Let’s be honest, finding something on sale (especially at a significant discount) can be a huge influence over whether or not you buy it. Unfortunately, sale items can come at a different kind of cost: if you’re overly influenced by the price you may find yourself compromising in other areas that you’ll later regret. Yes, shopping sales can be a huge way to save money, especially on end-of-season clearance items. The trick to sales, and I can’t emphasize this enough, is to make a list of the things you want ahead of time and only buy the sale item if it’s on that list. In some cases it doesn’t need to be the exact model, but make sure you’re not compromising on a feature you wanted just because there’s a sale. You may save money in the short term but you will inevitably seek out something closer to what you originally wanted at a later time.
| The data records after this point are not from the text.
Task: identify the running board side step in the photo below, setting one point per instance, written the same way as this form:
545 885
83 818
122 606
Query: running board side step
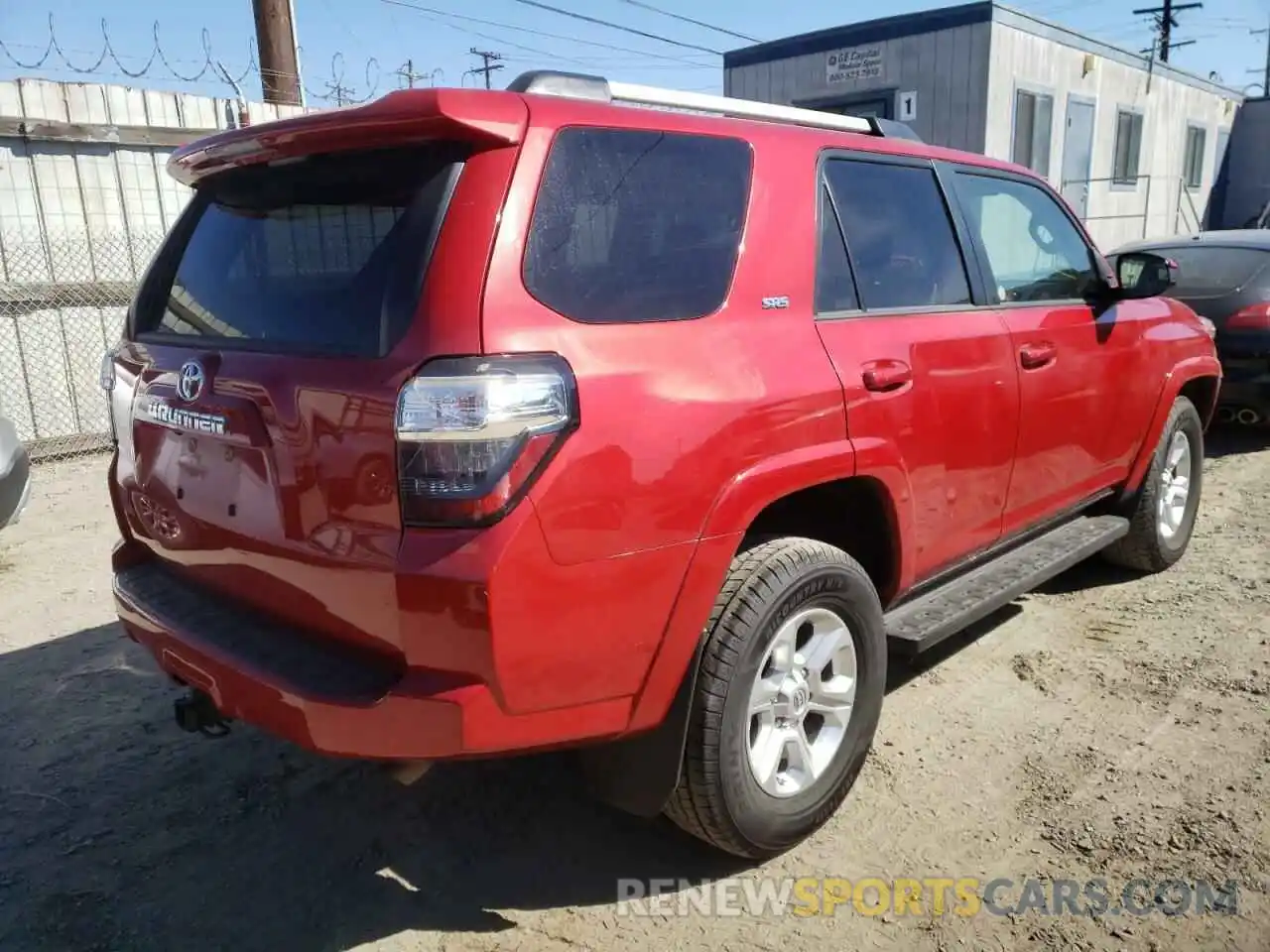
928 620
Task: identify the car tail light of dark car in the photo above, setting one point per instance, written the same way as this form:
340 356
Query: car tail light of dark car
474 433
1254 317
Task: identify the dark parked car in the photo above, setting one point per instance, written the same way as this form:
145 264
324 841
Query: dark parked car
14 474
1224 276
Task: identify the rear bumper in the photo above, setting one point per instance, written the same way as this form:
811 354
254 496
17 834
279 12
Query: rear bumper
326 696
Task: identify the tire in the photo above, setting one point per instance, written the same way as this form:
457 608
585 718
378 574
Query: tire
1148 547
769 588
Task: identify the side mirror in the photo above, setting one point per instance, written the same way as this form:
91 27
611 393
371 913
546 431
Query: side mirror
1143 275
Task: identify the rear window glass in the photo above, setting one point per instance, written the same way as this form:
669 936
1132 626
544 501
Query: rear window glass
1210 272
638 226
322 257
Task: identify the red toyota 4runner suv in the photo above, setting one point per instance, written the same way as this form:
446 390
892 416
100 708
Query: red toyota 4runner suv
466 422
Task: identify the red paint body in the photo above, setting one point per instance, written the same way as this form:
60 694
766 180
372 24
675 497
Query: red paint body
575 616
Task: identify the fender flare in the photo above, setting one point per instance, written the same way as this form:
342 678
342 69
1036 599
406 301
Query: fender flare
639 771
1183 373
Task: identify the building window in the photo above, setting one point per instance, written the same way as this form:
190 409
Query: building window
1193 167
1223 137
1034 114
1128 148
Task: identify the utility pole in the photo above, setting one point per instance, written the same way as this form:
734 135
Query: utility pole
490 63
408 73
280 58
1265 76
1165 24
339 90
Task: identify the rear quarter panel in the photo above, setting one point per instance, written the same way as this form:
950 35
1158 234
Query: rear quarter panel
1179 352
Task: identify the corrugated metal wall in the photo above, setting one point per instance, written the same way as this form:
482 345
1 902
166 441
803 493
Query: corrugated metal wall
84 202
948 70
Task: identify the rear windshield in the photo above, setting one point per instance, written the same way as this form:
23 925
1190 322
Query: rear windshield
322 255
1211 272
638 226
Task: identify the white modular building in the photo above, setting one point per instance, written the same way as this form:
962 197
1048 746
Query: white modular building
1133 144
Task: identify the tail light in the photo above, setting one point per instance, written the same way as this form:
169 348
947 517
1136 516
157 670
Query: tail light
1255 317
472 434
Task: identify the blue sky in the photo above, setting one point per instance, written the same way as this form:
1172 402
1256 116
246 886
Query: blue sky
361 44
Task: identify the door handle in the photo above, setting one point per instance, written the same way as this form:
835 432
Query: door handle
1033 356
881 376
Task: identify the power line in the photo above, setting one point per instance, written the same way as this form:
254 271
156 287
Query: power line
1165 24
490 63
584 18
689 19
1265 77
498 24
Even if you’re able to sell the first item, you’re probably not going to get what you paid for it, which means you ended up spending more money than if you just waited to get what you actually wanted in the first place.
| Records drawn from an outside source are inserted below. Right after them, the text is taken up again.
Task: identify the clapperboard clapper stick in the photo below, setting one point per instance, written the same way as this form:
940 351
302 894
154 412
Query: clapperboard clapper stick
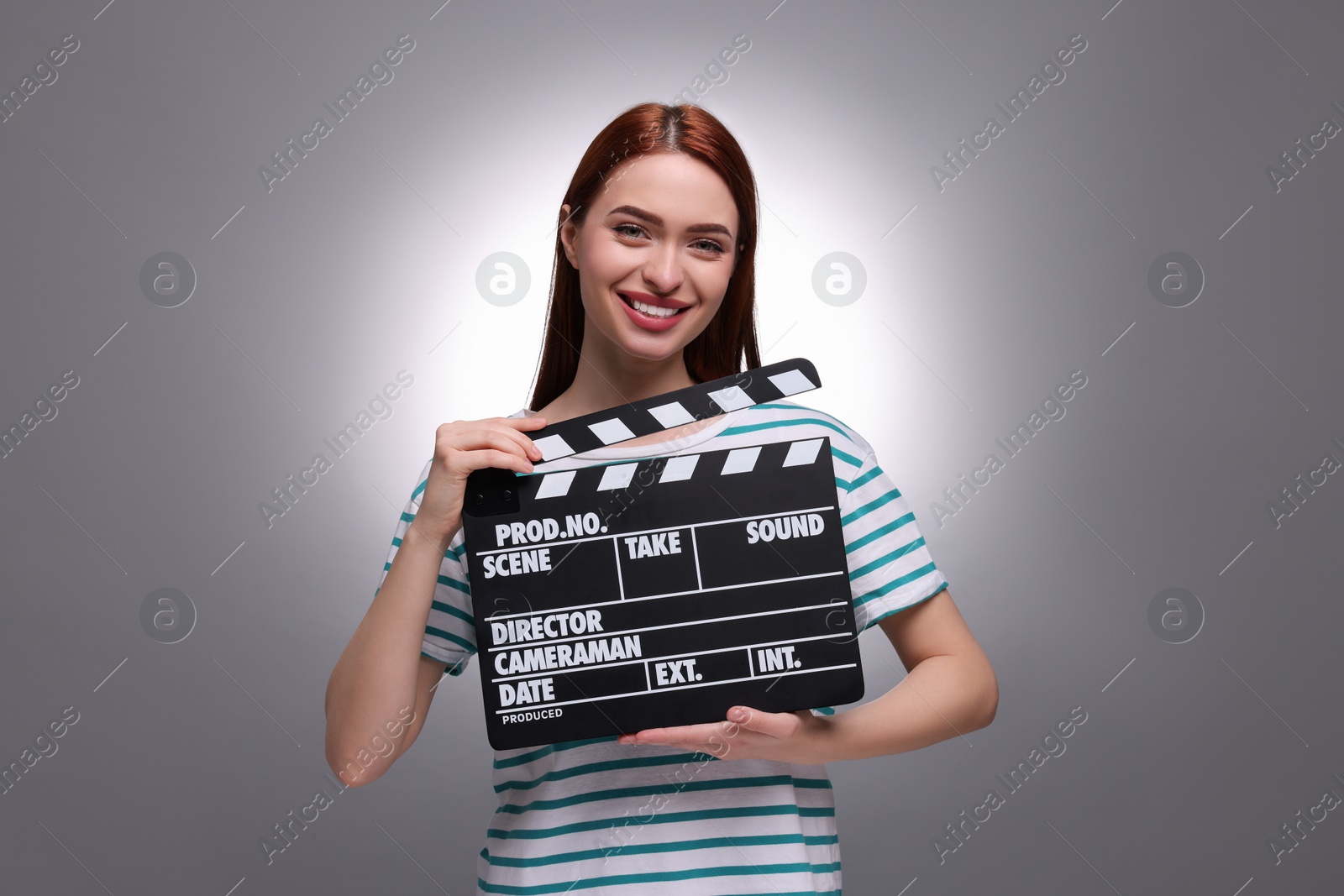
662 591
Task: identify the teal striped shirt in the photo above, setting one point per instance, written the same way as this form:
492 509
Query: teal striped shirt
595 815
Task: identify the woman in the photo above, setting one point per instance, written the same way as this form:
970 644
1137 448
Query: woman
654 291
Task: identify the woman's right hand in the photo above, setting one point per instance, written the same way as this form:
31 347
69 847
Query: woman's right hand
463 446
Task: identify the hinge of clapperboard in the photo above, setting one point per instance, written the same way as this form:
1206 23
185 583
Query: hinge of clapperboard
492 490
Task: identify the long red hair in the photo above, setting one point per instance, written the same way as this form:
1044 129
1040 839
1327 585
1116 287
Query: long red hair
640 130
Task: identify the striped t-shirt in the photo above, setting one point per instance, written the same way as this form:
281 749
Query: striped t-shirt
600 817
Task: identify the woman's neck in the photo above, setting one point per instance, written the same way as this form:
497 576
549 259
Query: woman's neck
608 376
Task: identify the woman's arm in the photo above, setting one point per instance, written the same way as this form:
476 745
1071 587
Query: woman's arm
951 688
382 672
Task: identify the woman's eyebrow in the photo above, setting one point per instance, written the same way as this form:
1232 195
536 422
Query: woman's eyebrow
658 222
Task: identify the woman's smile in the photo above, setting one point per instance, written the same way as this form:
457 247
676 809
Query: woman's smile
652 313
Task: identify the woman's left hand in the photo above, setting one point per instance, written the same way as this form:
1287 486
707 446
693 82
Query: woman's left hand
799 736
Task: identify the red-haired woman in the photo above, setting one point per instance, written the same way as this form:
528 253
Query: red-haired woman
654 291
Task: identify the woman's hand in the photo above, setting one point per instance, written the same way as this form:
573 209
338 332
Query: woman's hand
799 736
461 448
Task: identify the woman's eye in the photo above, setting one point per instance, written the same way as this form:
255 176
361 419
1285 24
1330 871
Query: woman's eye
705 244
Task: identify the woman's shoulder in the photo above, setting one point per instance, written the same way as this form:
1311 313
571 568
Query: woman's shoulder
799 421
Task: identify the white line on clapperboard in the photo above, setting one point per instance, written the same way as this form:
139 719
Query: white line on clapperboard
702 684
674 656
616 537
667 625
658 597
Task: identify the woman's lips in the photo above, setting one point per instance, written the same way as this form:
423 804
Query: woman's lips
645 322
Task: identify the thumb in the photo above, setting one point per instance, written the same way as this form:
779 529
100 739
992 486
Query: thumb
765 723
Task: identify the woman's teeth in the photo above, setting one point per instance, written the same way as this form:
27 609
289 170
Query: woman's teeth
652 311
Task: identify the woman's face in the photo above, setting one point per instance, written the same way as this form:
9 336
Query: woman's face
663 231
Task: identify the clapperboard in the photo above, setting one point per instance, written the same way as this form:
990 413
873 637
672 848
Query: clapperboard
662 591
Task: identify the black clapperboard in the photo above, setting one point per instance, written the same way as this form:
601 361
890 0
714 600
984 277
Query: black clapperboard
662 591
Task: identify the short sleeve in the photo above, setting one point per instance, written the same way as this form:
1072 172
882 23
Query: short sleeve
890 567
450 631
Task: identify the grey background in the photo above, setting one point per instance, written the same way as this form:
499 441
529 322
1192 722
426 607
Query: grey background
362 262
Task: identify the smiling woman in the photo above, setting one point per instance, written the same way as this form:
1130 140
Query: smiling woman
654 291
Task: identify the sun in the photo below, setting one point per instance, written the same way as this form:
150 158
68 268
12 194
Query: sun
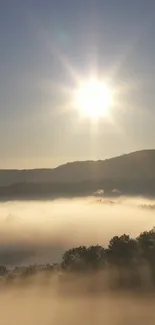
93 99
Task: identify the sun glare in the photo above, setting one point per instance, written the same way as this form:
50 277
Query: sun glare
93 99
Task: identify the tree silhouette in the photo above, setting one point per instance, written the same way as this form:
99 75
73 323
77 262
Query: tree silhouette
146 241
81 258
122 250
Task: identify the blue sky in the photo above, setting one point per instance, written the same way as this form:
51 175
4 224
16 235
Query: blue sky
41 43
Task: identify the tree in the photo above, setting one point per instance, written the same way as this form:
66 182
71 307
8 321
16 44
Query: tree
122 250
82 258
146 241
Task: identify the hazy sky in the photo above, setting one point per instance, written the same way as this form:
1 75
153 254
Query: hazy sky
43 45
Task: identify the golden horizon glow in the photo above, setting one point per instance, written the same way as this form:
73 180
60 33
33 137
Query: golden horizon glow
93 99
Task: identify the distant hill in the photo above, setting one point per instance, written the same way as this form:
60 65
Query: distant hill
135 171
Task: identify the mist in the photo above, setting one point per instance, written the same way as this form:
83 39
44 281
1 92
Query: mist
40 231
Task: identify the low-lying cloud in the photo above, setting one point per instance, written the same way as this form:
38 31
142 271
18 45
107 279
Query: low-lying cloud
40 231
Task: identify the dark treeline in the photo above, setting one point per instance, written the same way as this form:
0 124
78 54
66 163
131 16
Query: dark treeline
131 261
46 190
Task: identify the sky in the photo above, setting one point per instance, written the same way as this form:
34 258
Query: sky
44 46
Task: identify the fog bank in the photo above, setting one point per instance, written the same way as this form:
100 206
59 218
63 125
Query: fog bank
40 231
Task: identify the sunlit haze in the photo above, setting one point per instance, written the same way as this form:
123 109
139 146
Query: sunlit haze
49 53
93 99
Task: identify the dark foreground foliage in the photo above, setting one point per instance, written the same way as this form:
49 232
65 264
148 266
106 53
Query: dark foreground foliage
126 263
Your list doesn’t need to contain specific products either; for example, if you know you want a lidless backpack with a roll top closure, but you don’t necessarily care about the brand or model, put that down. The point is that if you want a lidless backpack with a roll top closure, don’t buy a backpack with a lid and a drawstring closure just because it’s on sale. Likewise, if you see a rain jacket at a steep discount, make sure it has features you want (laminated zippers vs a storm flap, pit zips, etc.) and not ones you don’t.

Shop smart

Another way to easily part with your money is to buy something because you see it and think, “that’s cool, and it’s a good price”. If you find yourself drawn to a particular piece of gear, ask yourself EXACTLY why. Are its features suited to your needs? Or does it just look cool? Believe me, I know there’s a lot of cool looking stuff out there. BEWARE OF ACCESSORIES. Items that are advertised to work with other items to make them better are almost always unnecessary. I find the camp kitchen sections to be especially guilty of this sort of thing. One of your goals for backpacking should be to take less, not more, so be critical about everything you plan on carrying.
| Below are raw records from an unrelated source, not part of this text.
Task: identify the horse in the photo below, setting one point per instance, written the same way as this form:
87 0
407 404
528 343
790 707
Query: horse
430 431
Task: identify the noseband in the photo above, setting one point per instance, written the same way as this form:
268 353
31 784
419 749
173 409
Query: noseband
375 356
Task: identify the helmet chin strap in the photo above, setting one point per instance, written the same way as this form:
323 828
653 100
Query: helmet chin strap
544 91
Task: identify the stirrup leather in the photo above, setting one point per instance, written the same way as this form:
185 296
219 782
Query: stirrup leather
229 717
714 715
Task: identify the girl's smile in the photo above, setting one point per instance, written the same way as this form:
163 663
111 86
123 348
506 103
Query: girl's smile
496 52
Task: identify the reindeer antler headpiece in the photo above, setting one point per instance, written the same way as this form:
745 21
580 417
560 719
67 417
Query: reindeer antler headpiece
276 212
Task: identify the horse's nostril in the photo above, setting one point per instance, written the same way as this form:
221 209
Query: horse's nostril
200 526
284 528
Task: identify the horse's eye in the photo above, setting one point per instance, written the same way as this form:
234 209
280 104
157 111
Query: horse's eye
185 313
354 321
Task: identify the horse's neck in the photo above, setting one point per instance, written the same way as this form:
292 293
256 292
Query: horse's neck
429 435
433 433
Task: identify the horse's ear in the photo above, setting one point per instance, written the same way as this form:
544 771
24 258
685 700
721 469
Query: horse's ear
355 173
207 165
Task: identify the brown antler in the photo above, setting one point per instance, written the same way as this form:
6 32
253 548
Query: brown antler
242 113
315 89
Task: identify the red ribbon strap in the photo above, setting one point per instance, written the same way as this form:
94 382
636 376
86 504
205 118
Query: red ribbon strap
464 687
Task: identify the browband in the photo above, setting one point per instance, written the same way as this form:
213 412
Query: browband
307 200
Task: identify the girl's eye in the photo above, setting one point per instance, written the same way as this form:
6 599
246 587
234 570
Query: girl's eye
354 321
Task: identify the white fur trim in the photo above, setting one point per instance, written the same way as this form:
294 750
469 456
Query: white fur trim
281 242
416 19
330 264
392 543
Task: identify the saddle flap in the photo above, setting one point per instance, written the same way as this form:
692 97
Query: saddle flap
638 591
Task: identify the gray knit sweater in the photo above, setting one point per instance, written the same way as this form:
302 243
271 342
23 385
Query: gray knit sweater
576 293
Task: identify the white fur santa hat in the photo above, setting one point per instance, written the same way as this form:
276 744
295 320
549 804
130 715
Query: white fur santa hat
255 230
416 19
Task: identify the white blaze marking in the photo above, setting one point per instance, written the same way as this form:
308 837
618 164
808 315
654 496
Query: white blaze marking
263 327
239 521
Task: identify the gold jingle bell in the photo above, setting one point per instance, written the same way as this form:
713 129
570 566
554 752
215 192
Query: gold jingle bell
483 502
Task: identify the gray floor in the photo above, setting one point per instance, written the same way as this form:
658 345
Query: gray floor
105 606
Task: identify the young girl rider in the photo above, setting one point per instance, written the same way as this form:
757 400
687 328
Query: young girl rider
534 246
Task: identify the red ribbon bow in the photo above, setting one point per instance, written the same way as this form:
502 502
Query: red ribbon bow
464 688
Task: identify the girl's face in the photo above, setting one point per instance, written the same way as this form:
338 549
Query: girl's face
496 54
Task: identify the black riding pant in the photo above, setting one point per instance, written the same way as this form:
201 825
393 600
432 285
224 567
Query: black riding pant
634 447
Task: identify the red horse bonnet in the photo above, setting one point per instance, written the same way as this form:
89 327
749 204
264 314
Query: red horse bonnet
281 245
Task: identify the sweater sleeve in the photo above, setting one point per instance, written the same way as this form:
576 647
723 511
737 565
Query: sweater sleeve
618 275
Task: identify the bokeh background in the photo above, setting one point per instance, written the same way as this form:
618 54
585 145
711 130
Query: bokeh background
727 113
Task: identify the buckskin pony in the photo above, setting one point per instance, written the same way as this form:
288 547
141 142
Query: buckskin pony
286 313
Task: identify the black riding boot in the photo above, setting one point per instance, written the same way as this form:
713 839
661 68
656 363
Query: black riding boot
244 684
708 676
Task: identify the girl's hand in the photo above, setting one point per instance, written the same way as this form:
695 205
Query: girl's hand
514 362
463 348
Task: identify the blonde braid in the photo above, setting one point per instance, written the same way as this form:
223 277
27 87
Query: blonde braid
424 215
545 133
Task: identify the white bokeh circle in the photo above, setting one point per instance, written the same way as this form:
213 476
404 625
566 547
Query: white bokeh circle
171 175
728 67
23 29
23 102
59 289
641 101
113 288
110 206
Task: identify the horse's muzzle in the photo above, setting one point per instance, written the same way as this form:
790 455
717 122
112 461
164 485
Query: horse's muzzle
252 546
Also ask yourself whether the item you’re looking at is going to fit into your current system or push your system in a different direction entirely. If it’s the latter, be prepared to spend a lot more money trying to develop a whole new system (see the earlier post, “Developing a System”, for examples of what I mean).

Don’t “collect” gear

I’ll come right out and say it: I’m not sentimental about objects and I do a pretty good job of getting rid of things I don’t need, but in practice hiking gear is an exception to that rule. I have a gear graveyard that contains things I’ll probably never use again, nor will I get rid of, whether it’s for historical reasons (remember when I had to use that old thing?!) or for “spare parts” reasons (if I go on a trip with people who don’t have x, y, and z, I’ll be able to loan them stuff).

That being said, unless you’re planning on being involved with a group of people where you’re loaning stuff out: just sell it. Then put the money you get for it back into the hiking fund.